Iron ore miners ride Chinese wave but prices may not be sustainable
Structural changes in the world's biggest importer and second-biggest economy are re-shaping how the industry works
The seaborne iron ore market appears to be in something of a sweet spot currently, with largely steady demand and prices that have been flatlining for the past couple of months.
Of course, another way of saying that a market is enjoying relatively stable and good times is that it's boring, but in iron ore there is plenty of action bubbling beneath the seemingly calm exterior.
It's not so much that iron ore prices or volumes are expected to shift dramatically in the coming months, it's more that structural changes in the world's biggest importer, China, are re-shaping how the industry works.
China imported 353.4 million tonnes of iron ore in the first four months of 2018, a mere 0.2 per cent more than the same period last year, according to customs data.
Prices have largely reflected this tepid demand growth and the fact that additions to supply have been modest.
The price of benchmark ore with 62 per cent iron content at China's Qingdao port, as assessed by Argus Media, stood at $65.05 a tonne on Monday, largely unchanged since last March.
It's down 12 per cent since the end of last year, but is still within the broad $60 to $80 range that has persisted since the middle of last year.
The big iron ore story of last year is still present, namely the widening of the premium for high grade ore and deepening discount for lower quality ore.
Ore with 65 per cent iron ended at $84.10 a tonne on Monday, down 4 percent from the end of last year, while 58 per cent ore finished at $53.05, down 9.4 per cent since the end of 2017.

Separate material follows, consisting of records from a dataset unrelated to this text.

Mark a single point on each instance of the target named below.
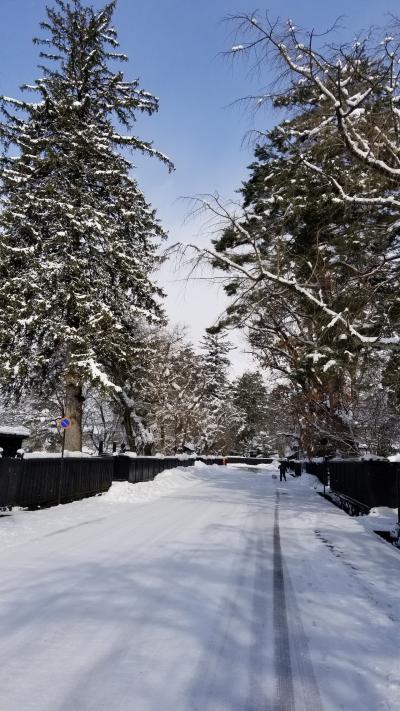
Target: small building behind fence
(11, 439)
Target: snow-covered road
(213, 589)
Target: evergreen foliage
(77, 238)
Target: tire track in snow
(296, 687)
(284, 692)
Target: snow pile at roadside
(57, 455)
(272, 466)
(164, 483)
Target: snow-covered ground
(209, 589)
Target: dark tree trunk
(73, 409)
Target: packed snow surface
(209, 589)
(15, 431)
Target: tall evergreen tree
(77, 238)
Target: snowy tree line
(311, 254)
(173, 397)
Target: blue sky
(174, 47)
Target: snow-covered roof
(14, 431)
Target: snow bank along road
(212, 589)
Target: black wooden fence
(35, 483)
(369, 483)
(41, 482)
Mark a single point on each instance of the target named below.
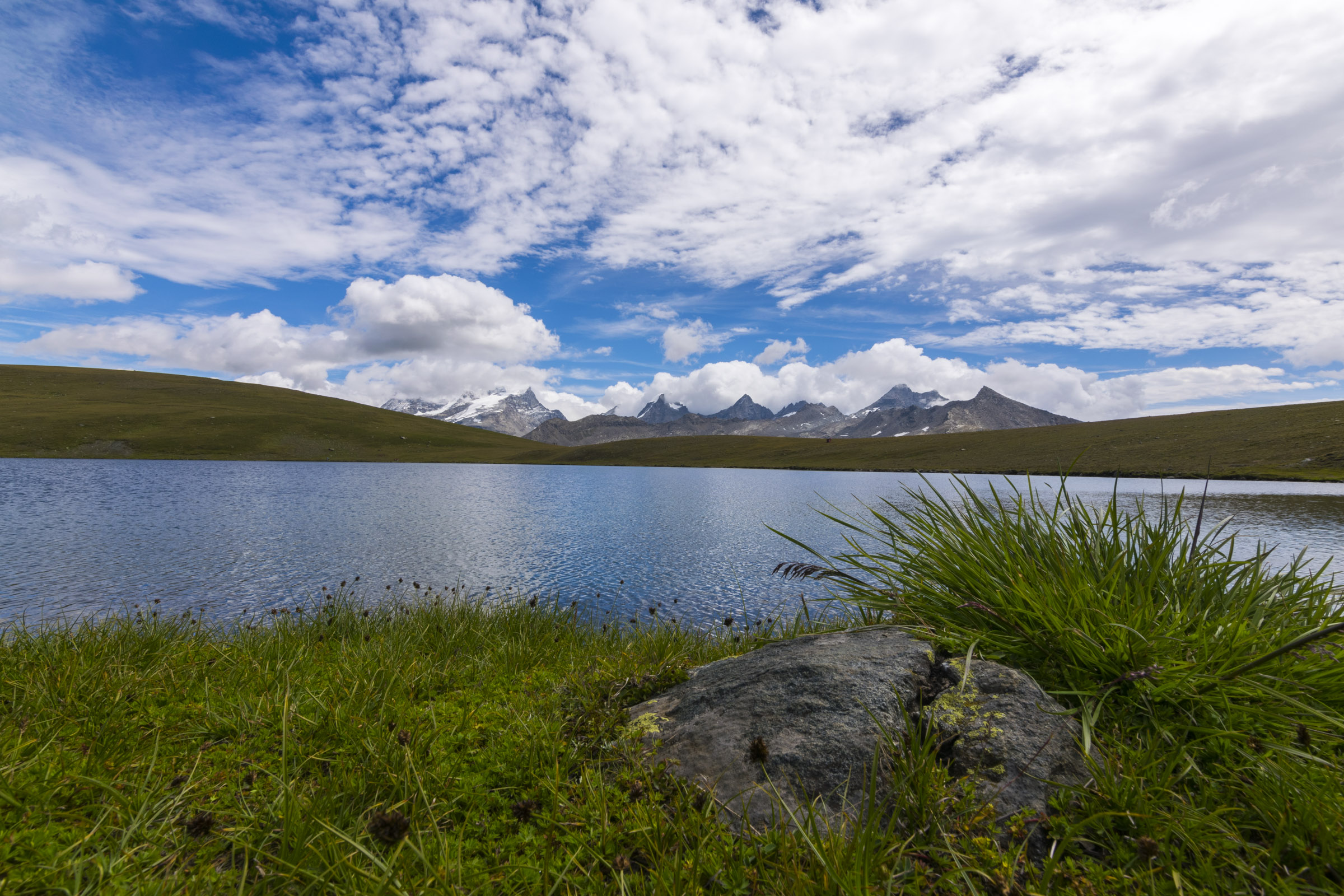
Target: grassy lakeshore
(437, 742)
(80, 413)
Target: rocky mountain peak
(902, 395)
(660, 412)
(499, 410)
(745, 410)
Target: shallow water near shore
(89, 536)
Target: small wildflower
(389, 827)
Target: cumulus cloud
(780, 349)
(859, 378)
(814, 148)
(85, 281)
(683, 342)
(1307, 328)
(422, 336)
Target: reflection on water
(88, 535)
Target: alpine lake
(84, 538)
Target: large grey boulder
(799, 722)
(1005, 734)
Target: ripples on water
(80, 536)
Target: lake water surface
(85, 536)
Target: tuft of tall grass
(1208, 684)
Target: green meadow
(73, 413)
(407, 738)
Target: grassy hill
(69, 412)
(64, 412)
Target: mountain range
(901, 412)
(498, 410)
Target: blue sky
(1104, 209)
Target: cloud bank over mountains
(1097, 175)
(441, 336)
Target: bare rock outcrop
(799, 722)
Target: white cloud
(424, 336)
(861, 376)
(85, 281)
(851, 142)
(1307, 328)
(780, 349)
(683, 342)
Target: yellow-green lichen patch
(650, 723)
(962, 710)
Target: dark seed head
(199, 824)
(389, 827)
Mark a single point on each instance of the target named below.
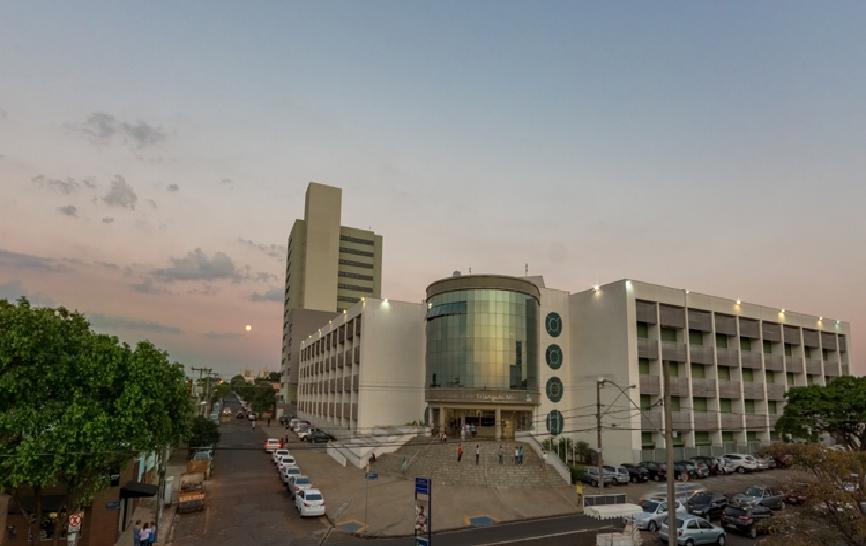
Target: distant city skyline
(153, 157)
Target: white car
(279, 453)
(310, 502)
(271, 444)
(288, 472)
(653, 513)
(740, 462)
(298, 483)
(284, 461)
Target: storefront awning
(134, 490)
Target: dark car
(707, 504)
(749, 520)
(319, 436)
(657, 471)
(636, 473)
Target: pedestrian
(144, 535)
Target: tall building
(508, 355)
(329, 267)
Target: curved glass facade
(482, 338)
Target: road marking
(540, 537)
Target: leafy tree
(78, 405)
(838, 410)
(835, 509)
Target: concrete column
(498, 424)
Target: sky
(153, 156)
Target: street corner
(479, 520)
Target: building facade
(364, 368)
(329, 267)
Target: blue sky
(593, 141)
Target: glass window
(669, 334)
(696, 337)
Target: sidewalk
(389, 502)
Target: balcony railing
(732, 421)
(756, 421)
(728, 357)
(701, 354)
(751, 360)
(703, 387)
(774, 362)
(706, 421)
(647, 348)
(649, 384)
(729, 389)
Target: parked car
(319, 436)
(739, 462)
(748, 520)
(707, 504)
(657, 471)
(288, 472)
(590, 476)
(692, 531)
(297, 483)
(620, 474)
(310, 503)
(762, 495)
(637, 473)
(652, 514)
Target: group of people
(519, 453)
(143, 536)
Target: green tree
(838, 410)
(78, 405)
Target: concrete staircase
(430, 458)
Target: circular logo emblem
(554, 389)
(553, 355)
(554, 422)
(553, 323)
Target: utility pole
(599, 382)
(669, 447)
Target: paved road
(247, 503)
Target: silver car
(653, 512)
(694, 530)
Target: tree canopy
(838, 410)
(78, 405)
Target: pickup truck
(192, 495)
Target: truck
(192, 494)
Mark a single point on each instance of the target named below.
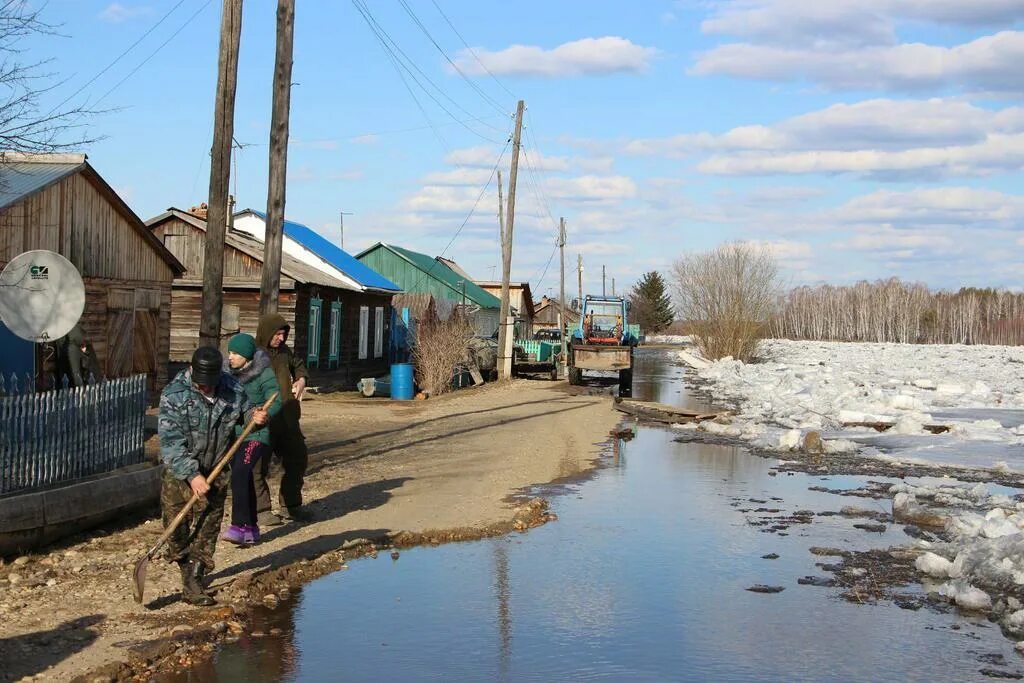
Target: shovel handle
(221, 464)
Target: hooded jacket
(195, 431)
(287, 367)
(259, 383)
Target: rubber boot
(193, 591)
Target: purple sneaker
(239, 535)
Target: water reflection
(643, 578)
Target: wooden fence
(54, 436)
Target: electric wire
(394, 50)
(119, 57)
(470, 49)
(491, 100)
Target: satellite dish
(41, 296)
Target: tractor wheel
(626, 382)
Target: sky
(856, 139)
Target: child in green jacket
(251, 367)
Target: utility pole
(561, 299)
(341, 216)
(580, 281)
(280, 109)
(501, 214)
(504, 334)
(220, 172)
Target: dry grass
(439, 351)
(728, 295)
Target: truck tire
(626, 382)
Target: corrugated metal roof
(335, 255)
(434, 268)
(19, 178)
(290, 266)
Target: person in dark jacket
(199, 412)
(286, 435)
(251, 367)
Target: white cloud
(117, 12)
(592, 187)
(588, 56)
(460, 176)
(957, 207)
(989, 62)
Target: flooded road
(642, 578)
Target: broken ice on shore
(977, 392)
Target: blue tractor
(602, 341)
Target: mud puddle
(658, 568)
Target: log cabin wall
(127, 279)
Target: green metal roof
(437, 270)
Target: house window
(378, 332)
(312, 339)
(364, 331)
(334, 349)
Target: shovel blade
(138, 579)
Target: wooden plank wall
(187, 243)
(75, 219)
(350, 368)
(186, 308)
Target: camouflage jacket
(194, 431)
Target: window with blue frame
(334, 341)
(313, 339)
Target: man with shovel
(199, 410)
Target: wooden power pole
(580, 281)
(220, 173)
(504, 334)
(281, 107)
(561, 296)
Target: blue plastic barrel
(401, 381)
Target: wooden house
(60, 203)
(520, 304)
(419, 273)
(546, 314)
(338, 308)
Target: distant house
(419, 273)
(338, 308)
(546, 315)
(60, 203)
(520, 302)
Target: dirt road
(382, 473)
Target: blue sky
(855, 138)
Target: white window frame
(364, 332)
(378, 332)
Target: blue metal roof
(335, 255)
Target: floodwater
(642, 578)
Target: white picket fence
(55, 436)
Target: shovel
(138, 577)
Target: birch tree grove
(892, 310)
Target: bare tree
(728, 297)
(439, 350)
(26, 125)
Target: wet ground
(646, 575)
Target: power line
(479, 91)
(154, 53)
(470, 49)
(120, 56)
(393, 50)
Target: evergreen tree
(651, 305)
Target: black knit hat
(206, 365)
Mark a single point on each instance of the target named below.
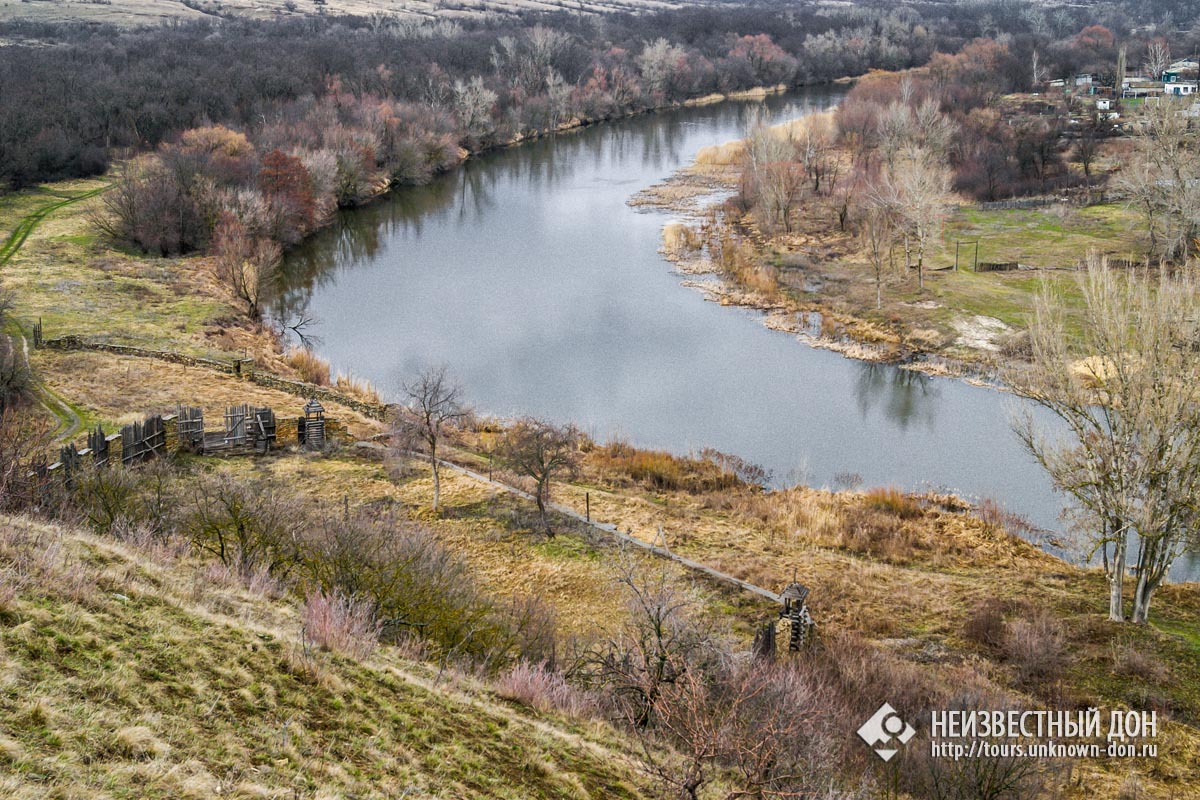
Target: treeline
(71, 96)
(669, 672)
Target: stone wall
(244, 370)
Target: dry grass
(147, 12)
(619, 464)
(147, 680)
(112, 389)
(358, 388)
(307, 365)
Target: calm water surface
(528, 274)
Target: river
(529, 276)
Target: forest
(73, 96)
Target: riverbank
(815, 281)
(912, 575)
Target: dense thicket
(72, 95)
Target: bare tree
(23, 435)
(657, 642)
(1163, 180)
(1158, 58)
(435, 405)
(775, 180)
(473, 103)
(876, 232)
(540, 451)
(246, 264)
(1129, 458)
(923, 188)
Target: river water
(529, 276)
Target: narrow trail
(25, 227)
(69, 421)
(611, 530)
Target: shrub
(894, 501)
(13, 366)
(543, 689)
(341, 624)
(987, 625)
(1037, 649)
(310, 366)
(358, 388)
(418, 588)
(1131, 662)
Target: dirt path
(25, 227)
(69, 421)
(611, 530)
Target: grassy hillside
(133, 674)
(143, 12)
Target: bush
(1037, 649)
(543, 689)
(985, 626)
(310, 366)
(419, 589)
(894, 501)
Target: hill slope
(131, 677)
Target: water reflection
(903, 395)
(528, 274)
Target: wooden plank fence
(143, 440)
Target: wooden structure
(143, 440)
(191, 427)
(795, 623)
(312, 429)
(97, 444)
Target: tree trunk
(921, 265)
(540, 495)
(1116, 581)
(437, 477)
(1141, 595)
(1147, 582)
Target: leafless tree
(923, 187)
(876, 232)
(1163, 180)
(657, 642)
(246, 264)
(473, 103)
(1037, 71)
(540, 451)
(1128, 397)
(435, 405)
(1158, 58)
(775, 179)
(24, 434)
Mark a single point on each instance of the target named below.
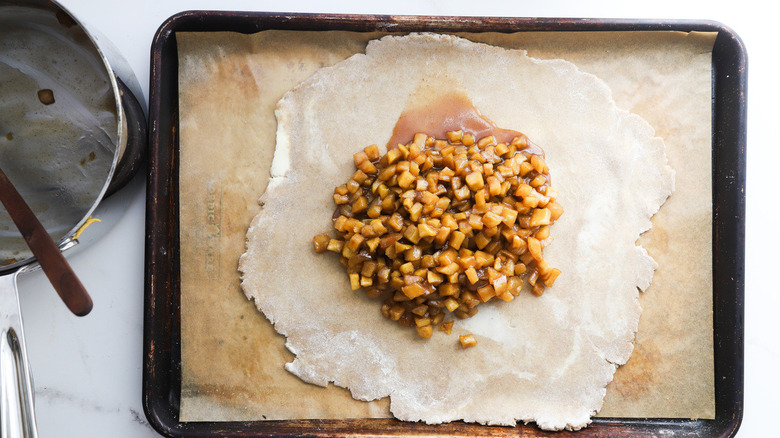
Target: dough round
(546, 359)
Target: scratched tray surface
(162, 360)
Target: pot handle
(17, 410)
(133, 156)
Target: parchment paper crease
(232, 360)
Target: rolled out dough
(545, 359)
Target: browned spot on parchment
(643, 367)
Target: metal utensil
(54, 265)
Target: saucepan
(72, 133)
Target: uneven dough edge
(279, 173)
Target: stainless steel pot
(71, 134)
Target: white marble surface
(88, 370)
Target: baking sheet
(229, 83)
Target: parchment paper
(229, 83)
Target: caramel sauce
(436, 114)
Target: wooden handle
(45, 250)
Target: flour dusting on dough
(544, 359)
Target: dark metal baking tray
(162, 372)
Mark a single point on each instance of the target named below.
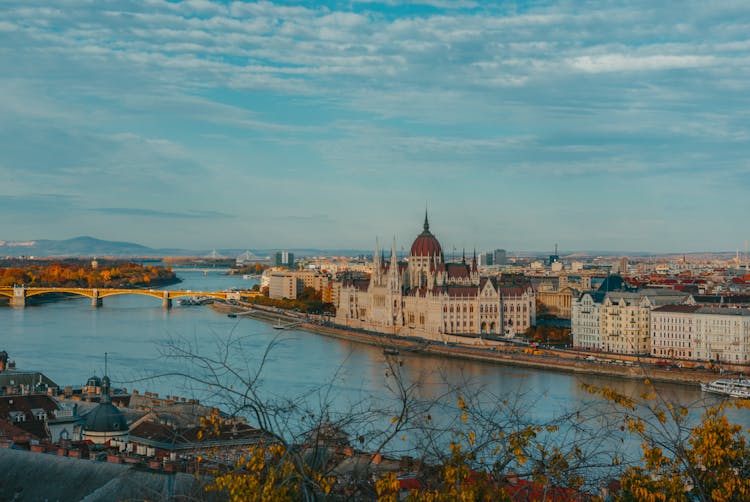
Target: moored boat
(739, 387)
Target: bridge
(18, 294)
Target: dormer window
(17, 417)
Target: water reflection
(67, 340)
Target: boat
(739, 387)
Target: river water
(67, 340)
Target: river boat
(739, 387)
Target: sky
(600, 125)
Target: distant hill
(78, 246)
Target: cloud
(155, 213)
(249, 108)
(625, 63)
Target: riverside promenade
(496, 352)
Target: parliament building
(428, 297)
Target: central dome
(106, 417)
(426, 244)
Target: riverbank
(486, 351)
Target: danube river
(67, 340)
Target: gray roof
(36, 476)
(105, 418)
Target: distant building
(283, 259)
(626, 318)
(105, 422)
(701, 333)
(282, 285)
(557, 300)
(429, 297)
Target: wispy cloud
(155, 213)
(248, 108)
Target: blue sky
(599, 125)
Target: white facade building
(429, 297)
(586, 321)
(701, 333)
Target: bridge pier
(166, 301)
(96, 302)
(18, 300)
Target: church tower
(425, 258)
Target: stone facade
(701, 333)
(429, 297)
(586, 322)
(626, 318)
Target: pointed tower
(376, 265)
(105, 422)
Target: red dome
(426, 245)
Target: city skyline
(204, 123)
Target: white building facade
(429, 297)
(701, 334)
(586, 322)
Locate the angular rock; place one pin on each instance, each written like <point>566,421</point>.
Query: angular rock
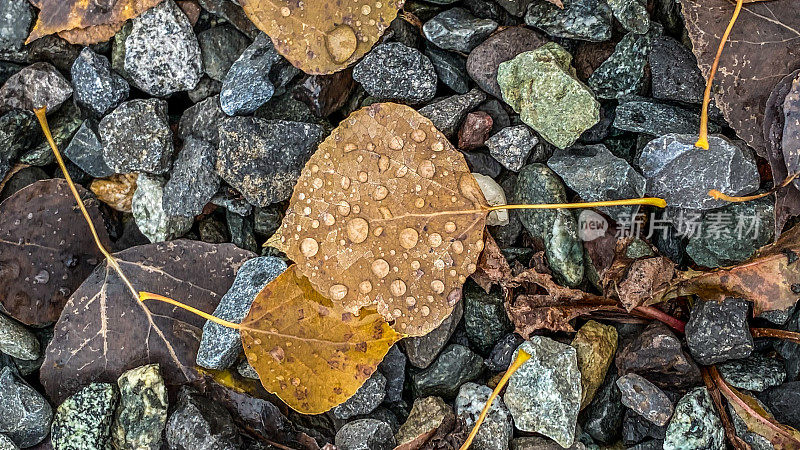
<point>97,88</point>
<point>220,346</point>
<point>263,158</point>
<point>682,174</point>
<point>26,414</point>
<point>544,394</point>
<point>497,429</point>
<point>136,137</point>
<point>455,366</point>
<point>458,30</point>
<point>393,71</point>
<point>83,421</point>
<point>148,211</point>
<point>695,424</point>
<point>541,87</point>
<point>512,145</point>
<point>162,55</point>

The discount from benchmark 62 per cent ore to the 58 per cent grade has averaged 35 per cent over the past year, according to data from consultants Wood Mackenzie.
This is a huge increase in the spread, which more usually was around 5 to 10 per cent until it started widening from mid-2016 onwards.
This dynamic follows structural changes in the vast Chinese steel sector, including the closure of older, inefficient furnaces, the consolidation of steelmakers and policy-driven moves to reduce air pollution.
The main market impact they had was to boost the profitability of steel mills. None of these trends are likely to reverse, or even slow, in coming years.
Wood Mackenzie research director for iron ore, Paul Gray, told a media briefing in Singapore on Tuesday that the margin on steel rebar for mills in China is currently as high as 1,000 yuan (Dh576) a tonne.
This isn't a level Wood Mackenzie, or indeed most analysts, expect is sustainable over the longer term, with Mr Gray expecting it to drop to around 200 yuan a tonne in coming years.
Assuming this forecast is on the money, the interesting question then becomes what happens to the premium for high-grade ore and the discount for lower quality?
The switch to high-grade ore was driven by Chinese steel mills enjoying extraordinary profits and seeking ways to maximise output. They can produce more steel by using high-grade iron ore than lower quality ore.
But as profit margins contract for steel mills, the economics are likely to switch, with higher-grade ores losing out to medium and lower grade material as input costs trump the need to maximise output.
Wood Mackenzie expects the discount for lower grade ore to narrow as the steel profit margin shrinks, but not to the levels seen previously. Rather it will be some 10 percentage points wider.
Even this expectation is premised on Chinese steel mills placing economics above all other considerations when working out how to deal with lower steel margins, something that they may not be able to do.
Much will depend on how the authorities in Beijing and steel-producing provinces develop policies to reduce emissions, and the signs are that these will get stricter over time.
This may well force steel mills to continue to use higher grade ore, even if it would be cheaper to switch to lower quality.
This in turn has implications for iron ore miners, especially producers of lower quality grades, such as Australia's Fortescue Metals Group.
Fortescue, the third-biggest producer in the world's top iron ore exporter, enjoys low production costs and can still be profitable at low prices for its ore. It may have to consider longer-term plans to diversify away from China, or improve the quality of its product.
The miner is already selling more iron ore to India, but these flows are small compared to its overall production.
Other producers of lower-grade ore may find themselves uncompetitive, including some smaller Australian miners, those in Iran and Chinese domestic producers.
Conversely, Brazil, the top producer of higher grade ores, stands to benefit, as does South Africa, another producer of higher grade ore and the third-biggest exporter to China.
Overall, the picture of steady seaborne volumes and prices stuck in a range may continue for the rest of 2018, but within the market significant changes are afoot.